Waiting to get the results of these tests can be very worrying. Some women may still feel anxious, even if the doctor or nurse has told them they do not have breast cancer. You can talk to the nurse about any worries you have.
Mammograms sometimes need to be taken again
This happens after 1 or 2 mammograms in every 100 (1 or 2%). It can happen because:
- the mammogram has missed part of the breast tissue
- the x-ray picture is blurred
- there is a problem with the equipment, but this is rare.
Cancer may be diagnosed between screenings
Women having breast screening can still be diagnosed with breast cancer between their screening appointments. This can happen even if their last mammogram was normal. This is called an interval cancer. It can happen for the following reasons:
- Sometimes cancers are hard to see on a mammogram.
- The cancer may have been too small to be seen at that time.
- Occasionally, the person looking at the mammogram may miss the cancer. To reduce this risk, each mammogram is looked at by two specially trained members of staff.

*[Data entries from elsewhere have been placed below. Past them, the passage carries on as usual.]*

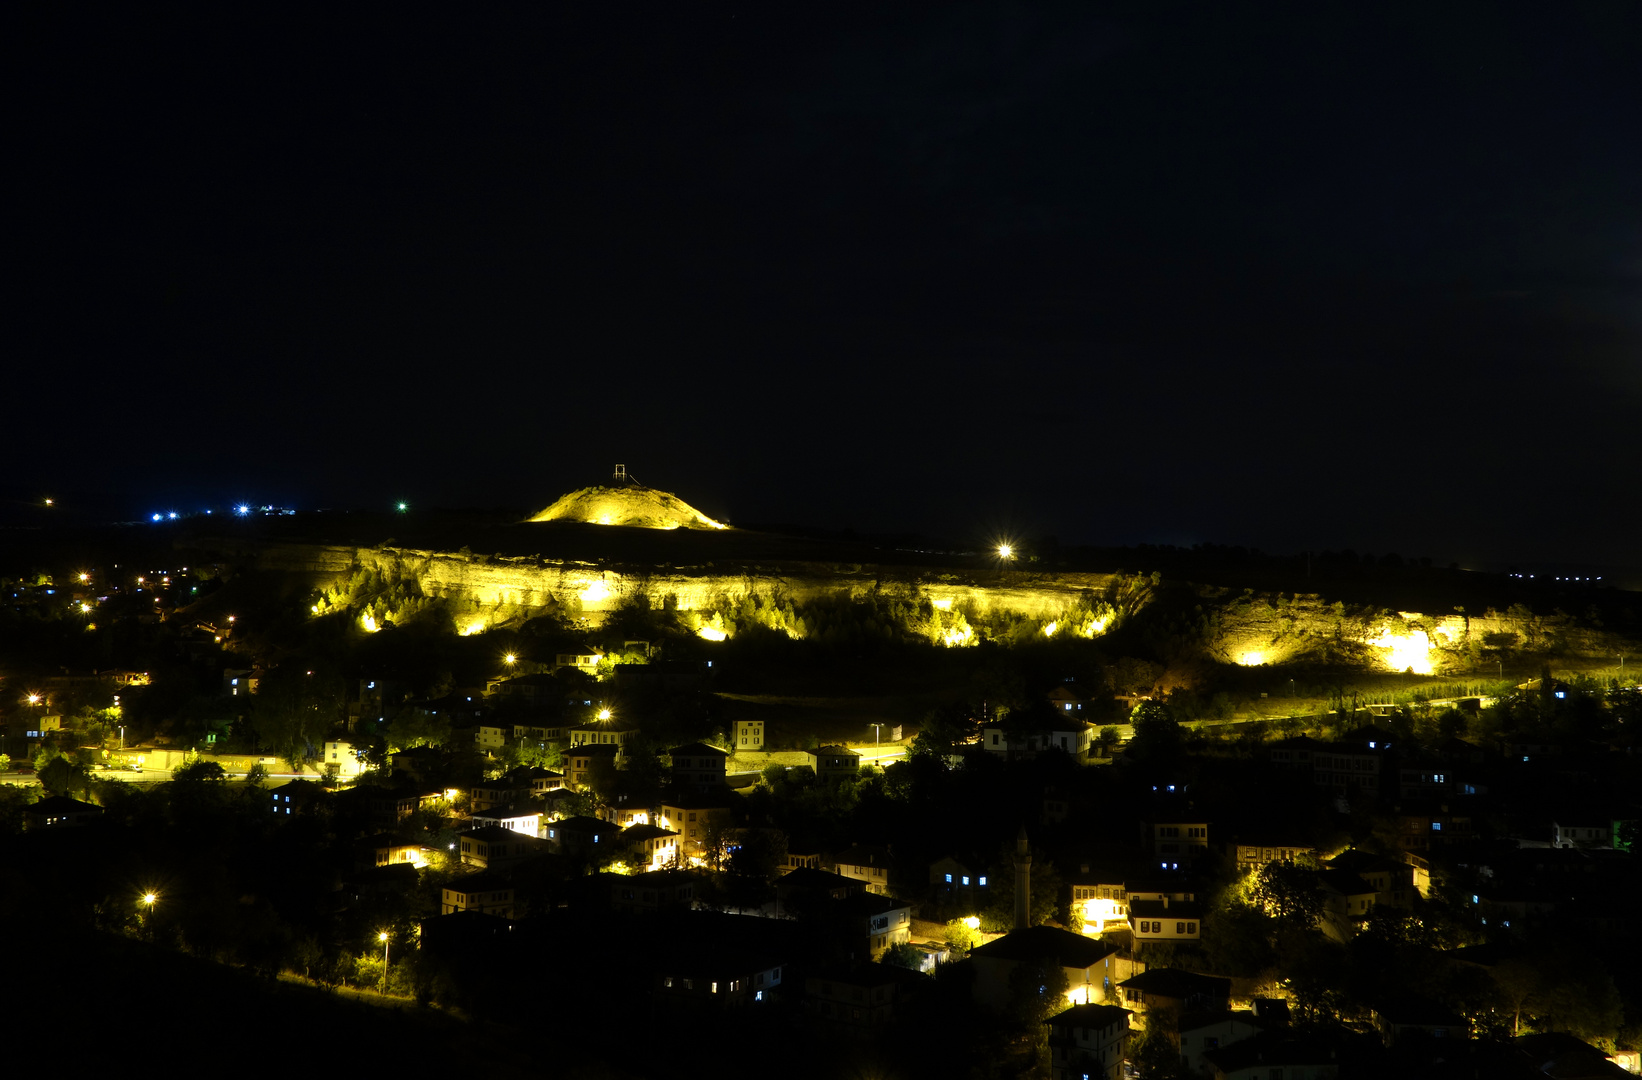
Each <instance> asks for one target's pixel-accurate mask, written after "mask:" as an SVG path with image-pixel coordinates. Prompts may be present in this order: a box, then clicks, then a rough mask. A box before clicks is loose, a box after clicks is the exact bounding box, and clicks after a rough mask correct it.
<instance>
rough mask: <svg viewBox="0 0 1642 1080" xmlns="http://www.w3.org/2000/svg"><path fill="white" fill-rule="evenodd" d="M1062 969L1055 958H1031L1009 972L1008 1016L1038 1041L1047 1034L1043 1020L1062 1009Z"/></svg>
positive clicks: (1064, 982)
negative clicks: (1011, 971)
mask: <svg viewBox="0 0 1642 1080" xmlns="http://www.w3.org/2000/svg"><path fill="white" fill-rule="evenodd" d="M1066 986H1067V982H1066V968H1062V967H1061V963H1059V962H1057V960H1053V959H1048V960H1033V962H1030V963H1020V965H1016V967H1015V970H1013V972H1010V990H1008V1004H1007V1006H1005V1008H1007V1011H1008V1016H1010V1019H1013V1021H1015V1023H1016V1024H1020V1026H1021V1027H1023V1029H1025V1031H1026V1032H1028V1034H1030V1036H1033V1037H1034V1039H1038V1041H1043V1039H1046V1037H1048V1034H1049V1032H1048V1029H1046V1027H1044V1026H1043V1023H1044V1021H1046V1019H1049V1018H1051V1016H1054V1014H1056V1013H1059V1011H1061V1009H1064V1008H1066Z"/></svg>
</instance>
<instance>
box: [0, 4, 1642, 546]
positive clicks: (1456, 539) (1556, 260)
mask: <svg viewBox="0 0 1642 1080" xmlns="http://www.w3.org/2000/svg"><path fill="white" fill-rule="evenodd" d="M887 7H888V13H887V11H885V10H874V8H867V7H847V5H846V7H837V5H824V3H772V2H768V0H760V2H759V3H698V5H635V3H591V5H519V8H517V10H516V11H514V13H511V15H509V13H506V11H496V10H481V7H479V5H383V7H379V8H369V10H358V8H356V10H351V11H348V13H346V15H340V16H319V15H315V10H317V8H314V7H310V5H271V7H253V5H238V3H235V5H190V7H186V5H128V7H123V8H120V10H102V11H97V10H94V8H74V7H69V5H28V10H26V11H25V10H20V11H11V13H8V15H7V16H5V18H7V30H5V36H7V39H8V41H10V51H11V53H13V54H21V56H20V57H18V61H16V62H15V64H10V66H11V67H13V72H15V74H16V76H21V79H18V80H16V82H13V97H11V100H10V108H8V110H7V112H8V113H10V121H8V125H7V130H8V151H10V153H8V154H7V158H8V169H7V171H8V184H7V185H8V187H10V192H11V195H10V199H8V215H7V218H8V228H7V233H8V243H7V248H8V251H10V254H11V259H10V263H11V271H13V272H11V304H8V309H10V318H8V320H7V325H8V335H7V338H8V341H7V348H5V353H7V356H8V361H7V364H5V369H7V374H5V381H3V386H5V399H7V404H8V409H7V414H8V419H7V425H8V430H7V437H5V443H3V445H5V455H3V456H5V478H3V481H0V486H3V491H5V496H7V497H8V499H10V501H11V502H13V506H15V504H18V501H28V499H34V497H43V496H46V494H56V496H57V497H59V499H66V501H71V502H77V504H82V506H92V504H95V506H99V507H107V512H108V514H113V515H136V514H140V512H144V510H148V509H164V507H167V506H176V507H181V509H190V507H194V506H220V504H223V502H227V501H240V499H246V501H256V502H289V504H294V506H299V507H319V506H369V507H381V506H386V504H389V502H392V501H396V499H401V497H402V499H409V501H412V502H414V504H415V506H475V507H494V506H512V507H521V509H537V507H540V506H545V504H547V502H550V501H552V499H553V497H557V496H558V494H562V492H563V491H568V489H573V487H580V486H586V484H591V483H599V481H604V479H606V478H608V476H609V471H611V466H612V464H614V463H617V461H622V463H626V464H627V466H629V469H631V471H632V473H634V474H635V476H637V478H639V479H642V481H645V483H649V484H652V486H657V487H665V489H670V491H677V492H680V494H681V496H685V497H686V499H690V501H691V502H695V504H698V506H699V507H701V509H704V510H708V512H709V514H724V515H729V517H731V519H732V520H736V522H806V524H813V525H821V527H832V529H842V527H854V529H857V530H870V529H897V530H924V532H934V533H947V535H954V537H984V535H987V533H995V532H998V530H1010V532H1018V533H1023V535H1039V533H1054V535H1057V537H1059V538H1061V542H1062V543H1077V542H1087V543H1140V542H1161V543H1195V542H1215V543H1243V545H1254V547H1261V548H1266V550H1271V551H1296V550H1304V548H1314V550H1315V548H1355V550H1358V551H1365V550H1368V551H1401V553H1402V555H1406V556H1417V555H1430V556H1435V558H1437V560H1438V561H1442V563H1447V561H1450V560H1460V561H1463V563H1475V565H1483V563H1496V565H1502V563H1507V561H1525V560H1562V561H1593V563H1603V561H1611V563H1612V561H1617V563H1642V556H1639V555H1637V553H1635V548H1637V535H1639V529H1642V484H1639V483H1637V481H1639V473H1642V469H1639V466H1642V433H1639V425H1637V417H1639V415H1642V5H1637V3H1629V2H1624V0H1616V2H1612V3H1573V2H1558V3H1520V5H1512V3H1465V2H1460V0H1443V3H1430V2H1429V0H1427V2H1424V3H1409V5H1378V3H1376V5H1368V3H1363V5H1223V3H1200V5H1197V3H1192V5H1184V3H1164V2H1158V0H1146V2H1144V3H1130V5H1097V3H1074V5H1064V7H1053V5H1013V7H1005V5H954V3H939V5H911V3H895V5H887ZM576 8H581V10H576Z"/></svg>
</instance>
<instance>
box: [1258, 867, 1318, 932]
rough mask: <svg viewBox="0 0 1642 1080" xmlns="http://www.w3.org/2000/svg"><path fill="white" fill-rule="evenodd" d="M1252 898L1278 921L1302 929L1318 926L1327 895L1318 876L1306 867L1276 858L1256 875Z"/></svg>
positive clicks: (1266, 913)
mask: <svg viewBox="0 0 1642 1080" xmlns="http://www.w3.org/2000/svg"><path fill="white" fill-rule="evenodd" d="M1251 898H1253V901H1254V904H1256V906H1259V908H1261V909H1263V911H1264V913H1266V914H1269V916H1271V918H1273V919H1276V921H1277V922H1282V924H1286V926H1294V927H1300V929H1310V927H1314V926H1317V919H1320V918H1322V913H1323V895H1322V891H1320V890H1319V885H1317V875H1315V873H1312V872H1310V870H1307V868H1304V867H1296V865H1292V863H1286V862H1279V860H1273V862H1269V863H1266V868H1264V870H1261V872H1259V876H1258V878H1254V888H1253V890H1251Z"/></svg>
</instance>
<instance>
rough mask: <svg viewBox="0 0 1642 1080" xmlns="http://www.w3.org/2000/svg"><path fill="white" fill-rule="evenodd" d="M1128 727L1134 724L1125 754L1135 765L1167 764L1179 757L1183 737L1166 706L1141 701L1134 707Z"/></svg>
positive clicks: (1162, 704) (1175, 719)
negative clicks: (1129, 743) (1141, 763)
mask: <svg viewBox="0 0 1642 1080" xmlns="http://www.w3.org/2000/svg"><path fill="white" fill-rule="evenodd" d="M1130 724H1133V725H1135V739H1133V740H1131V742H1130V747H1128V755H1130V757H1131V758H1135V760H1136V762H1144V763H1148V765H1167V763H1169V762H1172V760H1176V758H1177V757H1179V755H1181V752H1182V748H1184V744H1186V735H1184V732H1182V730H1181V724H1179V722H1177V721H1176V719H1174V712H1172V711H1171V709H1169V706H1166V704H1163V702H1161V701H1143V702H1140V704H1138V706H1135V712H1133V714H1131V716H1130Z"/></svg>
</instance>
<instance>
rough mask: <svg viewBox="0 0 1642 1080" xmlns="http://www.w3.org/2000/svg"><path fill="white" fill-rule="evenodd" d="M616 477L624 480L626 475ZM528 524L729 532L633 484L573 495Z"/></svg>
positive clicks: (646, 490)
mask: <svg viewBox="0 0 1642 1080" xmlns="http://www.w3.org/2000/svg"><path fill="white" fill-rule="evenodd" d="M617 476H619V478H624V473H619V474H617ZM529 520H530V522H586V524H589V525H631V527H634V529H729V525H724V524H722V522H716V520H713V519H711V517H708V515H706V514H703V512H701V510H698V509H696V507H693V506H690V504H688V502H685V501H683V499H680V497H678V496H675V494H672V492H667V491H657V489H655V487H645V486H644V484H639V483H632V481H627V483H626V484H619V486H609V487H583V489H581V491H571V492H570V494H568V496H562V497H560V499H558V501H557V502H553V506H550V507H547V509H545V510H542V512H540V514H537V515H535V517H532V519H529Z"/></svg>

If you notice any changes in the way your breasts look or feel, make an appointment to see your GP straight away. You should do this even if you have recently had a normal mammogram.
Breast screening may find cancer that might never have needed treatment
Some breast cancers diagnosed through breast screening may never grow any bigger or spread into surrounding breast tissue. Or they may grow so slowly that they would never have caused any problems.
All women who are diagnosed with breast cancer are offered treatment. This is because it is not possible to tell which cancers do not need treatment. Because of this, some women will have treatment for a cancer that may never have caused any problems. Doctors are trying to find out how to decide which cancers may not need treatment.
It is not clear how many women are treated for a cancer that might never have caused any problems. Current research suggests about 1 in 5 cancers diagnosed through screening (20%) would never have caused a problem.